There is one corner of my room which my husband uses as evidence that, in the event of his untimely and greatly-to-be-mourned demise, I will become a hoarder. So on this first morning of 2018, I vowed to clean my "hoarder corner." In the process, I found a 3x5 card on which was written one haiku and two tanka. The haiku reminded me of a photo I had taken on the High Line in New York City a few Octobers ago.

A haiku of indeterminate age + a photo from a few years back = the first haiga of the new year.

Finding beauty and light in unexpected places...not a bad way to begin the year.

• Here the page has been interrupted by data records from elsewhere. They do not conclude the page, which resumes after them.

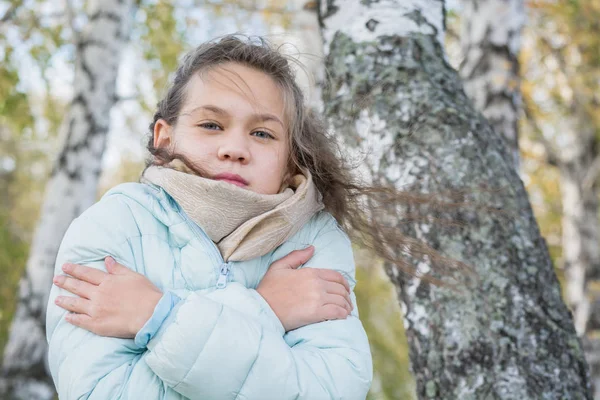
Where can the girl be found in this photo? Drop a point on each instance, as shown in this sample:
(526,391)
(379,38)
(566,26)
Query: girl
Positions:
(188,284)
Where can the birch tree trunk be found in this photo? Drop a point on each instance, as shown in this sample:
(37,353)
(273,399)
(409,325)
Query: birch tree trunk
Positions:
(490,43)
(70,190)
(512,337)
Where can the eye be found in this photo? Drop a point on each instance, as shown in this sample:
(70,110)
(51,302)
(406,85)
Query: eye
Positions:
(210,126)
(263,135)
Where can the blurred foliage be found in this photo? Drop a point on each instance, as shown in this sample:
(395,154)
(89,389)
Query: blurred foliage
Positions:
(560,66)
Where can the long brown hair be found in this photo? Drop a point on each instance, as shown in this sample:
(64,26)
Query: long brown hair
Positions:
(360,208)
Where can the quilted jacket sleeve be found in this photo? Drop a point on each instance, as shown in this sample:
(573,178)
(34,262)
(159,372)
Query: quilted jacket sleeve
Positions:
(87,366)
(209,350)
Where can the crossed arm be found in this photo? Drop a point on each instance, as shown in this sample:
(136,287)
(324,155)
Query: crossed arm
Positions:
(237,349)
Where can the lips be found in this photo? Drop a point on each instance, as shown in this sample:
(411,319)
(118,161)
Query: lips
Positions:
(231,178)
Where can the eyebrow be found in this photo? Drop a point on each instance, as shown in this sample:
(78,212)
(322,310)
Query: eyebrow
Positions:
(220,111)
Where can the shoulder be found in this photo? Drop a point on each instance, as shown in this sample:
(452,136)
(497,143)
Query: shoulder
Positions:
(321,226)
(131,206)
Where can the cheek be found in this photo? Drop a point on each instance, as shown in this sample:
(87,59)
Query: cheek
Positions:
(194,147)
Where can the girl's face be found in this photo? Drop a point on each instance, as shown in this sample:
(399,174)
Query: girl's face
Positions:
(232,126)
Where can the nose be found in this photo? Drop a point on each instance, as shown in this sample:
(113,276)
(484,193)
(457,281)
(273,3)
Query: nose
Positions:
(234,149)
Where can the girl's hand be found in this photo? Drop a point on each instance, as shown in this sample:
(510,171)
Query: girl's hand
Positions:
(115,304)
(305,296)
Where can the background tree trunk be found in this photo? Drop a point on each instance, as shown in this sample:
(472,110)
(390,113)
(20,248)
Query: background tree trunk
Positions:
(70,190)
(490,42)
(511,337)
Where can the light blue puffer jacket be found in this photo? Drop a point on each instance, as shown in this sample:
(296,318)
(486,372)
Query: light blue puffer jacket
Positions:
(216,343)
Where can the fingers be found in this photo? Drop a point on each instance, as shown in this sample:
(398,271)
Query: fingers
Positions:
(334,276)
(74,304)
(295,259)
(339,301)
(334,288)
(333,311)
(75,286)
(88,274)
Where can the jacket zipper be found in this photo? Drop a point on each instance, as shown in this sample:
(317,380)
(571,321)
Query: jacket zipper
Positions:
(225,267)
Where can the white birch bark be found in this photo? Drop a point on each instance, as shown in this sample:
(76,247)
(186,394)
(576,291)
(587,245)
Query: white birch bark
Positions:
(490,43)
(70,190)
(511,337)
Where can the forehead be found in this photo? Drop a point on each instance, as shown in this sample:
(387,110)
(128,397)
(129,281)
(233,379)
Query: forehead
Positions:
(236,89)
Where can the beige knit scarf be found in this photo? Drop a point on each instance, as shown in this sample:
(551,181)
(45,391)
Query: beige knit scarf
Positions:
(243,224)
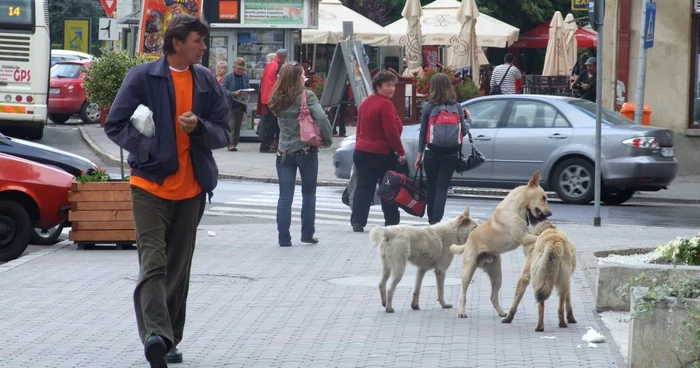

I highly recommend cleaning a neglected corner of one's room/mind/hard drive/life every once in a while. There's probably a poem there!

2018...Onward we go...

Sunday, December 31, 2017



I don't make them.
I make them every day.
I keep them to myself.
I break them all, then remake them.

The core ones never change:
Take more walks.
Chase dragonflies.
Do art stuff.
Find wildflowers.
Watch birds.
Study the interplay of light and water.

Onward we go.

Friday, December 29, 2017

The Joy of Crappy Photos

Of course I love having taken a photo that is clear, sharp, focused, perfectly composed—a photo that makes people ooh and ahh as they flip to the next month on the calendar and see it (the photo) as the image for a bright and promising thirty days of prosperity and good fortune.

I've taken approximately five such photos in my life.

So this is to celebrate photographs that are not simply out-of-focus, but had no chance of ever being in focus: photos taken from a moving car; photos taken at night from a moving car; photos that just look like the proverbial waste of film but which, thanks to digital photography, I can amass by the thousands. And of those thousands of blurry, grainy, compositionally-challenged, and just plain odd little moments, I find gem after gem.

These photos often inspire me to stop and write a haiku; when added to the photo image, they make a haiga. The two included in this post are from photos I took just last night, from the car, as my husband was driving with great skill and patience through the streets of Manhattan. The mannequins in the window I knew I loved; the man pacing in the foyer of a building waiting for someone, perhaps dreading having to go back out into the cold, was a gift. I just love photo ops such as these. Postcards of real life, out-of-focus, hurried, compositionless, ephemeral, beautiful, gone.

Sometimes I cheat a little and crop the photo. So a wee bit of composition may happen later. Like a memory, new with each remembering.

I included some of my crappy photos—which I guess I should call (for promotional purposes) "accidental postcards of real life"—in a small book I made several years ago. If you are interested, go to and perhaps order a copy of Images for your very own.

Accidental, ephemeral, beautiful, gone. Life imitates art, yet again.